O ex-presidente do Equador Rafael Correa, 59, critica a nova ênfase da esquerda latino-americana em temas identitários e morais por considerar que geram divisões e desviam o foco do que é fundamental, a discussão sobre pobreza e desigualdade.

"Nem sequer resolvemos os problemas do século 18, as grandes contradições, a pobreza generalizada, a desigualdade, a exploração. E nos metemos a tentar resolver e ser vanguarda do mundo de problemas de última geração. Alguns estão na fronteira da questão moral, são polêmicos", afirma à Folha durante passagem por São Paulo.

Entrevista com ex-presidente do Equador Rafael Correa, em São Paulo - Danilo Verpa/Folhapress

Embora identificado com a esquerda, ele admite ter posições conservadoras em temas como aborto, casamento entre pessoas LGBTQIA+ e identidade de gênero. "Se ser progressista é assinar esse checklist, não sou progressista", afirma.
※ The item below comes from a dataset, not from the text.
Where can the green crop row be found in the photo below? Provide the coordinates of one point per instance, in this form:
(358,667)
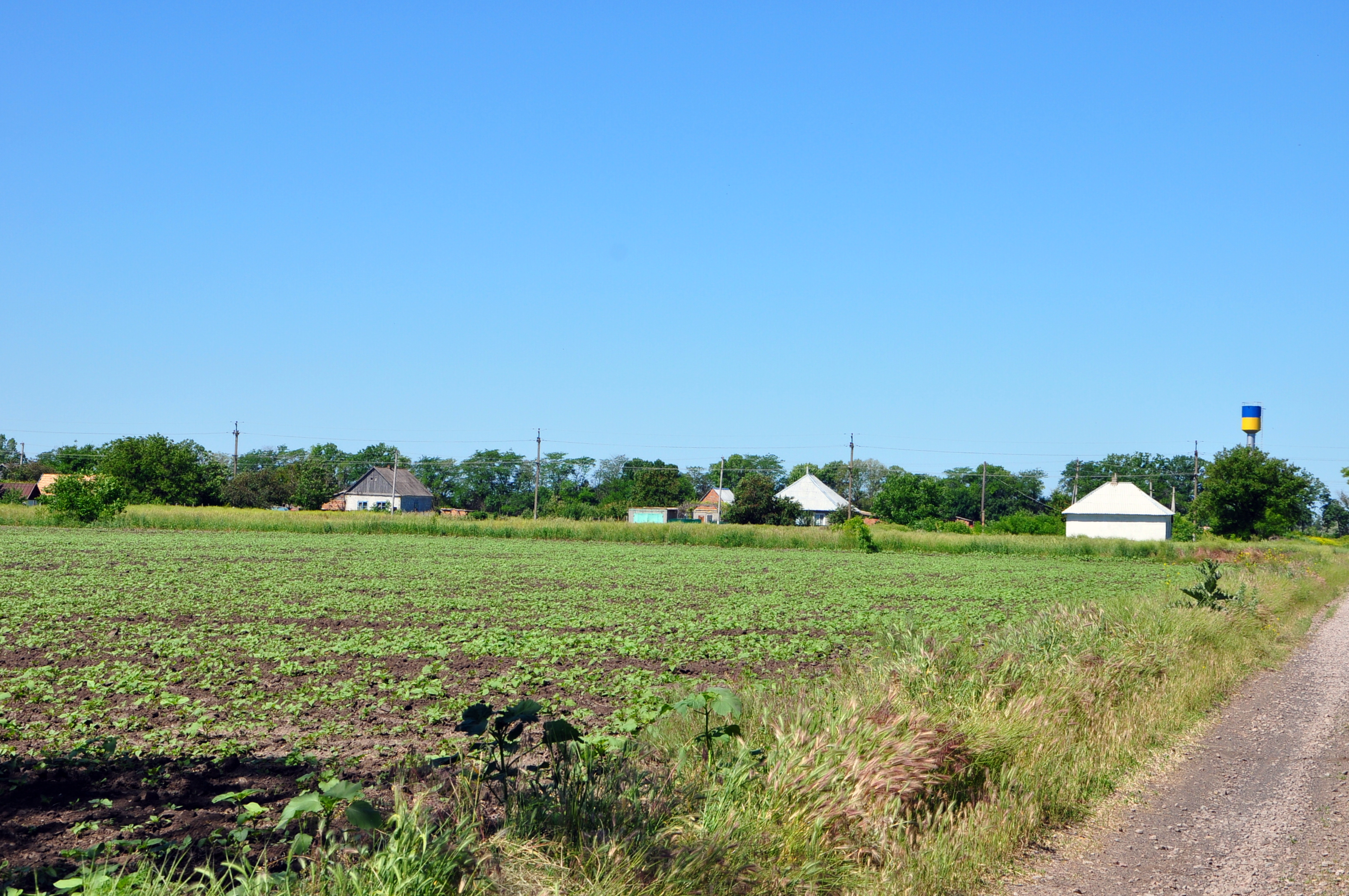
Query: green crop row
(219,641)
Presidente do Equador de 2007 a 2017, Correa veio ao Brasil a convite do PSOL e de movimentos sociais. Ele vive na Bélgica, país de sua mulher, e tem uma condenação por corrupção, em sua terra natal, que atribui à perseguição política.

À distância, comanda a oposição ao presidente de centro-direita, Guillermo Lasso, alvo de pedidos de impeachment. Para Correa, a atual "onda rosa" de governos de esquerda no continente é mais heterogênea e frágil que a anterior, que o teve como um dos protagonistas.
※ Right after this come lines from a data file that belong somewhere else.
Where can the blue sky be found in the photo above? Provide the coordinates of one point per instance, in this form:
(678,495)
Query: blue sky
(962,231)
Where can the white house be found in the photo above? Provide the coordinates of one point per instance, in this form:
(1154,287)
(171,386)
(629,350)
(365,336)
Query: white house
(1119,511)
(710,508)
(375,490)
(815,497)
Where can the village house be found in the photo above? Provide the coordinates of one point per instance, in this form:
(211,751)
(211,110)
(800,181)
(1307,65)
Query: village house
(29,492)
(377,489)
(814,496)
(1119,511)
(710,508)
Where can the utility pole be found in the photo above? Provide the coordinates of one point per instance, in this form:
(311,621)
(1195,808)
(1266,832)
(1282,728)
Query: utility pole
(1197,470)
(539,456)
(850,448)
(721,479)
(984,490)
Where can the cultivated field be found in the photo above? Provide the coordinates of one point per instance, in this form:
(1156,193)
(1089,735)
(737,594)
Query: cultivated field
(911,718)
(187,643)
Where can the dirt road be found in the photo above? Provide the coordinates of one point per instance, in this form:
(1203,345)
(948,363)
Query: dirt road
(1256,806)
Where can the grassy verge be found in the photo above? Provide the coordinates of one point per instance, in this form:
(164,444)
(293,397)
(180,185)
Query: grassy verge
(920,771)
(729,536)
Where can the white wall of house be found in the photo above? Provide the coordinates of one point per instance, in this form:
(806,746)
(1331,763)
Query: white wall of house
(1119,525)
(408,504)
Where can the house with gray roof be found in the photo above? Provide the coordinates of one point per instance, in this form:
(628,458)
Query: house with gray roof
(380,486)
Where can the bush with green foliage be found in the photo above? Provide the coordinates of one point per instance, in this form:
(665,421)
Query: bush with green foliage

O sr. acredita que o impeachment do presidente do Equador, Guillermo Lasso, vai ser aprovado? O julgamento político tem que ser feito pela Corte Constitucional. Há provas contundentes de corrupção, narcotráfico, ocultação de informações pelo presidente.
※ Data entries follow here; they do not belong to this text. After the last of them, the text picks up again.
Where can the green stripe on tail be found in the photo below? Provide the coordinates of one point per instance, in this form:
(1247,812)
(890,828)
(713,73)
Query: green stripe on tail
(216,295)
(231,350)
Existe um debate se Lasso pode antecipar eleições para escapar de um julgamento político. Ele diz que sim. Que o faça. Para nós, seria a melhor solução. Vai ser arrasado, mesmo que tenha seis meses para governar por decreto e tentar fazer muitas coisas.

O sr. se coloca como vítima de lawfare [perseguição judicial], como Lula no Brasil. Tem esperança de conseguir reverter a condenação e voltar a se candidatar, como ocorreu com ele? Isso não é importante, o importante é resgatar o país da tragédia que ocorreu. Destruíram tudo. Tínhamos as melhores estradas da América Latina, hoje não se pode transitar. Deixamos o país como o segundo mais seguro da América Latina, 5,6 assassinatos por 100 mil habitantes. Em 2020, eram 24, viramos um dos países mais violentos da região. Acho que mais cedo do que tarde essa barbaridade [sua condenação] vai ser derrubada. Os corruptos sempre foram eles. Jamais encontraram um centavo desviado, somos pessoas de mãos limpas.

Como o sr. vê a nova onda rosa de governos de esquerda na América Latina e como compara com a primeira, da qual o sr. foi protagonista? Ela não é independente da primeira. Tivemos uma forte reação conservadora a partir de 2014, que, por meios democráticos ou não, levou a direita ao poder. Quiseram convencer as pessoas de que tudo estava mal. Pode-se enganar as pessoas durante um ou dois anos, mas não por quatro ou cinco.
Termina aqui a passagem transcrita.